Dimensionality Reduction: Why do it?
In the last article, we talked about how with the correct mathematical definition, we can define a circle, something that usually lives in two dimensions, in any dimension we want. Hopefully, that exercise has helped make it a bit clearer what we mean when we talk about high-dimensional data.
Dimensionality reduction is a technique in which one can put in high-dimensional data (like the example in the last article about films) and run it through an algorithm and try to figure out which dimensions are the most important for understanding similarities and differences between these data points. And these important dimensions need not be the ones in the original data. For example, it might be that separately, the rating and the genre aren’t that important for understanding the similarities between films, but the interaction between rating and genre is very helpful.
There are some clever algorithms out there to do just this. We will compare the results of three dimensionality reduction techniques: PCA (Principle Component Analysis), t-SNE (t-distributed Stochastic Neighbor Embedding), and UMAP ([Uniform Manifold Approximation and Projectio).
We can start with a simple example. Before we try to look at extremely high dimensional data in lower dimensions, let’s see what these algorithms can do when they try to project some three dimensional data into two dimensions.
We will start with a picture that has some obvious three-dimensional characteristics, the so-called ‘’swiss roll’’-dataset:
This is what happens when we ask PCA, t-SNE and UMAP to show us this dataset in only two dimensions, preserving as much of the properties of the 3-dimensional set as possible:
As we can see, PCA does alright, but isn’t able to ‘’unroll’’ the swiss roll, t-SNE does a bit of unrolling but doesn’t manage to fully flatten out the roll, and UMAP seems to do a pretty decent job!
Now, let’s consider a more complex example — a set of pictures. Pictures are an example of high-dimensional data because for an image in black and white, if we represent white as 0 and black as 1 (and shades of gray in between), then we could represent a 28 x 28-pixel image as a vector[1] of length 28 x 28=784, where each entry in the vector is a value between 0 and 1. Then, hypothetically, if we wanted to see which images were similar to each other, we could plot them in a 784-dimensional space and see which ones are close to each other. But, as you might have imagined, that’s a bit tricky. Instead, let’s use dimensionality reduction!
For the pictures in question, we will use a famous image set: the MNIST dataset, which is a collection of 28 x 28-pixel images of hand-drawn numbers from 0–9. We will use dimensionality reduction as a tool for clustering and see if we can get the different digits to be grouped together. We feed the algorithms 15000 images and let them try to reduce the data to three dimensions, this is what we get: (Note — the algorithms did not see the labels of the data. Those were added afterwards in order to plot with a different color for each digit).
Here, we can see that t-SNE and UMAP both do a decent job of separating the different digits from one another, though there is a little bit of confusion between ones and sevens (as those can be written in different ways). We also see that the groupings are (especially in UMAP) somewhat related to features such as ‘’a straight line at the bottom’’, i.e. 4,9 and 7 and ‘’curvy parts’’ i.e. 2, 3, 5, 6, 8. None of these are perfect[2], but the amount of information that is retained even after getting rid of 781 dimensions is quite astounding! These tools and other similar ones can be incredible helpful when looking for similarities in high-dimensional data.

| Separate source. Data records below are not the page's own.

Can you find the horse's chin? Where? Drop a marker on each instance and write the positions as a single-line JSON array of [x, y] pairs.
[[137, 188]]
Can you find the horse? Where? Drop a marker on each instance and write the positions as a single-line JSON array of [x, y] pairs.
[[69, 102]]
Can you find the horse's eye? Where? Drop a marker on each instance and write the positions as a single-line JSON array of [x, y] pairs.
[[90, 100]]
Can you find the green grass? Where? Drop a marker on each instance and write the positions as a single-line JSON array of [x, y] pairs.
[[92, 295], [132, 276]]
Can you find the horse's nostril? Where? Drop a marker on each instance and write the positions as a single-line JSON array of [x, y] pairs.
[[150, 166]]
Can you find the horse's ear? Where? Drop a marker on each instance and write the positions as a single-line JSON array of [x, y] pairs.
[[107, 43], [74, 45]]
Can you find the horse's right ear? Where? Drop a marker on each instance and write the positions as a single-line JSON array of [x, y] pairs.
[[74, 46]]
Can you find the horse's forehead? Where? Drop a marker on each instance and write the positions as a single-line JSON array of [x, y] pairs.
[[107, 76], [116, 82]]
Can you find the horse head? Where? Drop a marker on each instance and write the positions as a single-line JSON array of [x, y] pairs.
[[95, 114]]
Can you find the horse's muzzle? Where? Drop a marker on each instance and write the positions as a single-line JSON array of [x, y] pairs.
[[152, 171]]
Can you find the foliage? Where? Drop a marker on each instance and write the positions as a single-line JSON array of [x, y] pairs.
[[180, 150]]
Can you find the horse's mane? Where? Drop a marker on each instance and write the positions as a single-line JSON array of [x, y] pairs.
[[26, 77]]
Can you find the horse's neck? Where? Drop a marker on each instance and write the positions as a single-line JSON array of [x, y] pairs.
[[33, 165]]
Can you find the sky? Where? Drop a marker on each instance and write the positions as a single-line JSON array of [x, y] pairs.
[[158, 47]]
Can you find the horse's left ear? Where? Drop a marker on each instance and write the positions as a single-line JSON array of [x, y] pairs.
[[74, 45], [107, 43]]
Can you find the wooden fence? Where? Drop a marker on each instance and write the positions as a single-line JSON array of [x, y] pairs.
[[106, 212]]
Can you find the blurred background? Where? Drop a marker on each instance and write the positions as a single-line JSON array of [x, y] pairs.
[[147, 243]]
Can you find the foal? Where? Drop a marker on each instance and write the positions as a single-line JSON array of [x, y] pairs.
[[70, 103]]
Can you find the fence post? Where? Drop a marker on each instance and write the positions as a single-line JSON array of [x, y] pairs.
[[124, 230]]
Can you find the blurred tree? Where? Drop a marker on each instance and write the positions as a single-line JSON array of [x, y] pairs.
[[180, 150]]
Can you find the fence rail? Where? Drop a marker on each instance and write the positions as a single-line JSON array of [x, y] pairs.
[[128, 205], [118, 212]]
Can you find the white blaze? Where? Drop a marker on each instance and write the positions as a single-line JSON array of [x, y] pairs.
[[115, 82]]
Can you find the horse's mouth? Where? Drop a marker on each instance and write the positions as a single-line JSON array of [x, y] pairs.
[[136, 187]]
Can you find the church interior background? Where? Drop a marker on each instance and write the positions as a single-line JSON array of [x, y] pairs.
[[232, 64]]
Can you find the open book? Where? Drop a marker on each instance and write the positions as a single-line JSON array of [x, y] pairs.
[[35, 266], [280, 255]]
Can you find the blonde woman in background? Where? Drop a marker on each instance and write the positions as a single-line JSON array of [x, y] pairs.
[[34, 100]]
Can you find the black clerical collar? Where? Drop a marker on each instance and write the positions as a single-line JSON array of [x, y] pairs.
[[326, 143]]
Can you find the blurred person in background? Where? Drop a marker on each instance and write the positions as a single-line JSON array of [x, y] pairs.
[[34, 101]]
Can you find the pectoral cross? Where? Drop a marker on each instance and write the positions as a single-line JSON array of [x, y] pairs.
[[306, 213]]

This is the second part of our Dimensionality Reduction series. You can find part 1 here.
Author: Emily Searle-White, ZDF Digital
Footnotes:
[1] We need to set an order for our vector, so say we list the pixel values going from top to bottom and left to right. That way, we know which value corresponds to which spot in the picture.
[2] We see some 8s are grouped with the 1s, but when you imagine writing a very skinny 8, it is easy to see how this clustering could occur!